La civiltà occidentale ha grandissime colpe, come qualsiasi civiltà umana. Ha violato e distrutto continenti e religioni. Ma possiede un dono che nessuna altra civiltà conosce: quello di accogliere, da almeno duemilacinquecento anni, da quando gli orafi greci lavoravano per gli Sciti, tutte le tradizioni, tutti i miti, tutte le religioni, tutti o quasi tutti gli esseri umani. Li capisce o cerca di capirli, impara da loro, insegna loro, e poi, molto lentamente, modella una nuova creazione, che è tanto occidentale che orientale. Quante parole abbiamo assimilato! Quante immagini abbiamo ammirato!

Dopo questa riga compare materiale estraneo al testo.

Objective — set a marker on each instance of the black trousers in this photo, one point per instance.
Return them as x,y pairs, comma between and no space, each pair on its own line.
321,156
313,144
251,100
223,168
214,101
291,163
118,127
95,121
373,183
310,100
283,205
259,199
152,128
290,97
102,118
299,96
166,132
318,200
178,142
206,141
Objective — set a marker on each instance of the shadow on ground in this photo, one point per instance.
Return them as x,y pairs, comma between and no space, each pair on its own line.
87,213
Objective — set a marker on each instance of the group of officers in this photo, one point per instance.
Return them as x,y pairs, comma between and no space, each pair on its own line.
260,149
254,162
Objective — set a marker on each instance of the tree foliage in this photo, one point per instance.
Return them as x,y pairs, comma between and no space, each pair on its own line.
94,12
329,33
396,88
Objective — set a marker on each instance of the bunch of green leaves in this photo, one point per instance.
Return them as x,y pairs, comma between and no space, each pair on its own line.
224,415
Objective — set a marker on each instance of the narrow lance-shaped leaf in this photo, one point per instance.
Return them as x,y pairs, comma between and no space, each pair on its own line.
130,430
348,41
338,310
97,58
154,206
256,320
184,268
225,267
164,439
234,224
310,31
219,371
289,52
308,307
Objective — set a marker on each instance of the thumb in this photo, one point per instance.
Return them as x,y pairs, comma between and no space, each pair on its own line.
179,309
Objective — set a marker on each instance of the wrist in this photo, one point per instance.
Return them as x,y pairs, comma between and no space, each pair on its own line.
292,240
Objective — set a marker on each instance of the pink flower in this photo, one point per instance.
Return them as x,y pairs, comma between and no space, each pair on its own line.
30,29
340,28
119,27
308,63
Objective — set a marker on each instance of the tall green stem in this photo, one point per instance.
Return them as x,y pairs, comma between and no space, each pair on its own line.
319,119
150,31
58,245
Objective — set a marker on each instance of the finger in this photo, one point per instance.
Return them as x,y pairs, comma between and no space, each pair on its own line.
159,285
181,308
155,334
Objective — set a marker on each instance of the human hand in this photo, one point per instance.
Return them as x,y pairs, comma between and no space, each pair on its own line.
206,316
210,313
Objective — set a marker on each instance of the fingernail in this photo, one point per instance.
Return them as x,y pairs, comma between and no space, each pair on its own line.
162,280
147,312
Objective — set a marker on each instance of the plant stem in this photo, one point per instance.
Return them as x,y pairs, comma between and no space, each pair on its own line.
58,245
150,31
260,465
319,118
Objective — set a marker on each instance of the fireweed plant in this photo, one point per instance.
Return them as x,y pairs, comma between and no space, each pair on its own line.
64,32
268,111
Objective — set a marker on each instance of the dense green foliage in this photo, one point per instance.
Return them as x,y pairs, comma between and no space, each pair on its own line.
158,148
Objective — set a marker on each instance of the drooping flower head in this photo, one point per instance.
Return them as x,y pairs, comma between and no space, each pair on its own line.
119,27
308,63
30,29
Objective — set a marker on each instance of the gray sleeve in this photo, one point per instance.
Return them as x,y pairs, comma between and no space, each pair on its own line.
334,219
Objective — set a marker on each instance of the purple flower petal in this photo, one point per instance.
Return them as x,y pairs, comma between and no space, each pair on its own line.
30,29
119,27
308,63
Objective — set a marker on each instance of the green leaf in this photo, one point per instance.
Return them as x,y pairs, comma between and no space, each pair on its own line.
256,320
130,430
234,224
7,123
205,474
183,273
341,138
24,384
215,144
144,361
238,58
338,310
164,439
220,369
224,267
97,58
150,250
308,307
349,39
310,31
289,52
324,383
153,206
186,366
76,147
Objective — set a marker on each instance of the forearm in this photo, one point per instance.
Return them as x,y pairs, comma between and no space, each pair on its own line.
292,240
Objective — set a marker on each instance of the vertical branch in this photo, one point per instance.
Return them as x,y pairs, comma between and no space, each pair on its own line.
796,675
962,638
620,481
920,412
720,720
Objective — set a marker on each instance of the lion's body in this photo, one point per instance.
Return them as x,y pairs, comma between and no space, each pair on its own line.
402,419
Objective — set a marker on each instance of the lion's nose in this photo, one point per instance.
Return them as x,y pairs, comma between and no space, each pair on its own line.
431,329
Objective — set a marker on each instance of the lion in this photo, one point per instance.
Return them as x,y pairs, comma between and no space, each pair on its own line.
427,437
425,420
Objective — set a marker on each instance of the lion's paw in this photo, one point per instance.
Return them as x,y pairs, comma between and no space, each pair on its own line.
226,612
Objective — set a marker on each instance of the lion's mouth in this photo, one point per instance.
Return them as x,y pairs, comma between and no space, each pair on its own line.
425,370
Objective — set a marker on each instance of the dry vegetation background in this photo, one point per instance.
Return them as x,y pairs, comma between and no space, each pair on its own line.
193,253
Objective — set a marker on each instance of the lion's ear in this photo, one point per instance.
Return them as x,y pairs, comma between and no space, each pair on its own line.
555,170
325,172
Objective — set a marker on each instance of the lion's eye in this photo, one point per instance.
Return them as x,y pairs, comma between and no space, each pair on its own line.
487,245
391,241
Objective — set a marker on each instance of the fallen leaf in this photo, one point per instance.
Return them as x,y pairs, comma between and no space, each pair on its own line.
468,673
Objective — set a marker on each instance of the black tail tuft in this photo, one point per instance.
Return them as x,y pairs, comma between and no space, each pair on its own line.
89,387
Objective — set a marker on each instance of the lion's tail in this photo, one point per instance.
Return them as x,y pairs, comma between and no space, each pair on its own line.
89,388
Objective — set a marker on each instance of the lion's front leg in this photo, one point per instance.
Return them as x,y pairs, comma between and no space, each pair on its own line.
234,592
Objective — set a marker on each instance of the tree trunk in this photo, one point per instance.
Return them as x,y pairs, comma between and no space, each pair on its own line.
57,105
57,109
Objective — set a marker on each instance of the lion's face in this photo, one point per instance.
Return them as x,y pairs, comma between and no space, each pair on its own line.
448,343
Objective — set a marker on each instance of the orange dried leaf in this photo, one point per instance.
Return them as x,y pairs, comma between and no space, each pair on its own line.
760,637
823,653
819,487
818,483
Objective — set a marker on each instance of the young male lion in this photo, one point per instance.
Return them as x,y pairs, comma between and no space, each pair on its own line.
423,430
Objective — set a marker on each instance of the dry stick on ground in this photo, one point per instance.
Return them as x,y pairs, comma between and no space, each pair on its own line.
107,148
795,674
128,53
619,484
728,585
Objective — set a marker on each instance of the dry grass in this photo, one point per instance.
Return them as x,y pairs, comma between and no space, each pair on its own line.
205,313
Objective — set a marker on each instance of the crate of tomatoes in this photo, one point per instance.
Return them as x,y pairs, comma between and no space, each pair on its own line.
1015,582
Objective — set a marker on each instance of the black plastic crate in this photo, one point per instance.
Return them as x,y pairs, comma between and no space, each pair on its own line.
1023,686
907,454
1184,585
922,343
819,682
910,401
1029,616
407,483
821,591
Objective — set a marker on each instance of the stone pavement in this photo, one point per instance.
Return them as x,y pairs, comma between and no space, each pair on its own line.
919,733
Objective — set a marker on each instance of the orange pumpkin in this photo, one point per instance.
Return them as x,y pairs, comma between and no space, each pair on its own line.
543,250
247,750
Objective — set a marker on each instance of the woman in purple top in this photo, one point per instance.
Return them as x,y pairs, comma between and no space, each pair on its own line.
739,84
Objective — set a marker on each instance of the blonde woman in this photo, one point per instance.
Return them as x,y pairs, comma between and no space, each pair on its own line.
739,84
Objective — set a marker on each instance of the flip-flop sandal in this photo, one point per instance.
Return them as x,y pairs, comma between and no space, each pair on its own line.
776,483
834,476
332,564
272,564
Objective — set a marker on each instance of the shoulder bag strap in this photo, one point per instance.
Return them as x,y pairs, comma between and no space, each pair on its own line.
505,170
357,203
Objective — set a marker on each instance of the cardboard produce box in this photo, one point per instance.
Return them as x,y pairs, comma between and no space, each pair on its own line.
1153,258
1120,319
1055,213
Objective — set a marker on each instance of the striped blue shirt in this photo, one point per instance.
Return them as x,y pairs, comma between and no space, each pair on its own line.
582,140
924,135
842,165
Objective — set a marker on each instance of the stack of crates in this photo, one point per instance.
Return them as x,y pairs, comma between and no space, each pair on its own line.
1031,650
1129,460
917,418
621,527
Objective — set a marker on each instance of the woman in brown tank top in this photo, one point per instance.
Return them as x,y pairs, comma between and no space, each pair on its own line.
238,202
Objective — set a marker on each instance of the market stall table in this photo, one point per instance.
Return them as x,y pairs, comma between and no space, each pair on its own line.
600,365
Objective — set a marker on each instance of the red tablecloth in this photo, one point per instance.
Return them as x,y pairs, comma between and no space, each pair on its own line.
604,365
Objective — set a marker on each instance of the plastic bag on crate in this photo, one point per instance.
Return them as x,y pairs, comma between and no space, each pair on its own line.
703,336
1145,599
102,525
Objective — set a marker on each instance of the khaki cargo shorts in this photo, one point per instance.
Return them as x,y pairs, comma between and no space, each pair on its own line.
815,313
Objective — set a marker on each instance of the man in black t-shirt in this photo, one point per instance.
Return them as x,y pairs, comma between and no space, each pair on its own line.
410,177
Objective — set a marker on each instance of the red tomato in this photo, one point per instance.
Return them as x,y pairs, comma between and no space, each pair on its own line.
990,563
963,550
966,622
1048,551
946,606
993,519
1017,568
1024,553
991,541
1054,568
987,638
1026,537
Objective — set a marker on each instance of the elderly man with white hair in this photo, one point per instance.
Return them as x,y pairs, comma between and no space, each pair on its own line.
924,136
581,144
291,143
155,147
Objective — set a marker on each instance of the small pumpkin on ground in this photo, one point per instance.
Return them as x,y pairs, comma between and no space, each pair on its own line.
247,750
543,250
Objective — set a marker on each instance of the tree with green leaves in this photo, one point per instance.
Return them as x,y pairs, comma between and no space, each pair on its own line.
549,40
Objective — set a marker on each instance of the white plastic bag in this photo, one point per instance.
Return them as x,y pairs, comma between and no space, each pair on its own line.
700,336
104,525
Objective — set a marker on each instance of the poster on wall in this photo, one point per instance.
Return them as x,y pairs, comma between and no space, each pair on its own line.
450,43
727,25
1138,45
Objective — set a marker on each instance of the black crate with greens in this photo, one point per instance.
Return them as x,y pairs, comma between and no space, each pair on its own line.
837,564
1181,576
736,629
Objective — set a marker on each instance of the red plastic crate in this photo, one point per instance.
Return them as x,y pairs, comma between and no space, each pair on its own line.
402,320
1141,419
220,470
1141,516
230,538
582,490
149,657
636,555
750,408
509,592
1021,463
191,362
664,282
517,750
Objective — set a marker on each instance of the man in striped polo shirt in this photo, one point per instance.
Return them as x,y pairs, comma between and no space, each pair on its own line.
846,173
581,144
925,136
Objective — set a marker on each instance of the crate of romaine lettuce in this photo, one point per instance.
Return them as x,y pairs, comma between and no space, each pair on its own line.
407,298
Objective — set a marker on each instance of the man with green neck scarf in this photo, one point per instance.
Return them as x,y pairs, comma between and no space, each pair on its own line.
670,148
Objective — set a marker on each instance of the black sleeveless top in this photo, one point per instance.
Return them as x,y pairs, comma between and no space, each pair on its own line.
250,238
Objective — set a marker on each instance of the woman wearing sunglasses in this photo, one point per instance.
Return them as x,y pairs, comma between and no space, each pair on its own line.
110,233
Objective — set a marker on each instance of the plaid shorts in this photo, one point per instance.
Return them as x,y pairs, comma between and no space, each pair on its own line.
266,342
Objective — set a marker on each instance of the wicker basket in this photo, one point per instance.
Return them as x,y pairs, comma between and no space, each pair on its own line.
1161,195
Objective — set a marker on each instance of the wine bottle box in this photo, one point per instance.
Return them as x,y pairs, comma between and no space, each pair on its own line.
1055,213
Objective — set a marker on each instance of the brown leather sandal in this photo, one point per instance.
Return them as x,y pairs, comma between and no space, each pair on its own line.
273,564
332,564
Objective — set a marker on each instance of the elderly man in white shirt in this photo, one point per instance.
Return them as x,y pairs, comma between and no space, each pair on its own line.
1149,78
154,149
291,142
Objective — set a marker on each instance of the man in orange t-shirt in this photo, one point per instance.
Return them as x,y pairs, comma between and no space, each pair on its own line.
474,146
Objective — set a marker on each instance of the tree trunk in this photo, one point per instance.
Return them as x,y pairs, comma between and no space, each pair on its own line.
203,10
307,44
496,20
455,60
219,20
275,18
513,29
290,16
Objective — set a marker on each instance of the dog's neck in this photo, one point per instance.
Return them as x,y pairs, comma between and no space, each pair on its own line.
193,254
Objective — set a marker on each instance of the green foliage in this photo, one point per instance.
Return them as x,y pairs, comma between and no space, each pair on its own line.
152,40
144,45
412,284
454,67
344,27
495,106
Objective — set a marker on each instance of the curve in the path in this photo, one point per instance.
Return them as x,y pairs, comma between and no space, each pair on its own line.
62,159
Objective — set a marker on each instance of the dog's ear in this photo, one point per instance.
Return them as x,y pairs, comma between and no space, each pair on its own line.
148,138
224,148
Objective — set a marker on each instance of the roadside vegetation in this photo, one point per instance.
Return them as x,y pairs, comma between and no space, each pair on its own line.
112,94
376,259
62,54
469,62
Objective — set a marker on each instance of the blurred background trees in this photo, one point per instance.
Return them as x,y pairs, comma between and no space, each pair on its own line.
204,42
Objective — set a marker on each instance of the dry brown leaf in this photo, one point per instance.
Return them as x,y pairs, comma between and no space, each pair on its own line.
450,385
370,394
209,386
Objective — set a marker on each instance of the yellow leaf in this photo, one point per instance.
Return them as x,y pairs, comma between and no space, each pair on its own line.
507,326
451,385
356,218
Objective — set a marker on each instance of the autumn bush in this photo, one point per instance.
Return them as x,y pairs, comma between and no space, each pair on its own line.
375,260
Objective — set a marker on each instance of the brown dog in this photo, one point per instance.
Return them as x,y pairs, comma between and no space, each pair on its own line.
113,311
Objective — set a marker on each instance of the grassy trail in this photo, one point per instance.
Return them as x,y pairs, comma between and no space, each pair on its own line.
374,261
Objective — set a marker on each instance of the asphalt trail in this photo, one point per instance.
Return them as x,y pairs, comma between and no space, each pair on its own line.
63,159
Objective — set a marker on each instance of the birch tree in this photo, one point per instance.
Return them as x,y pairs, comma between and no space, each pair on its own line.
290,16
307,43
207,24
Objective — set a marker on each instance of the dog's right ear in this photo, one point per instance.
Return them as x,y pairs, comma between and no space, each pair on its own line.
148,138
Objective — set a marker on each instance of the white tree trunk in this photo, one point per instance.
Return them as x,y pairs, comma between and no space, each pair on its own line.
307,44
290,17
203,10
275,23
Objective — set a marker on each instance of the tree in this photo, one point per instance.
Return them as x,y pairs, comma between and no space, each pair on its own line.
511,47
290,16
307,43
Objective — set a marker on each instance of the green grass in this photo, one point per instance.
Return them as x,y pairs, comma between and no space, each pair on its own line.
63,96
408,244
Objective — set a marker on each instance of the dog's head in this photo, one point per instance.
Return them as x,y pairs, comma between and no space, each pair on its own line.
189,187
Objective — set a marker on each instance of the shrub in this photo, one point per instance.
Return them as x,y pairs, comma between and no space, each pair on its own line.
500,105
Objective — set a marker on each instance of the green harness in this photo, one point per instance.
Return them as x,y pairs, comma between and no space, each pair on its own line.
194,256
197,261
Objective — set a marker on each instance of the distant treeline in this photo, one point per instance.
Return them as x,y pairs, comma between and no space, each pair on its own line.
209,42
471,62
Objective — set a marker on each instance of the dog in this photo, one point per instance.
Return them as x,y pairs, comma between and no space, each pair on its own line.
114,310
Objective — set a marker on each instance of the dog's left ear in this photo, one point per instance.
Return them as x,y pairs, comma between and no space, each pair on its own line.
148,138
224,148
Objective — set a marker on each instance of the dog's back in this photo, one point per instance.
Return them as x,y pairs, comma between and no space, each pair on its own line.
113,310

Quante persone sono diventate «romane»! Questo dono è così grande e incalcolabile, che forse vale la pena di sacrificarsi, pro aris et focis, per il diritto di passeggiare e fantasticare davanti alla cattedrale di Chartres, nel grande prato dell´Università di Cambridge, presso le colonne tortili della reggia di Granada.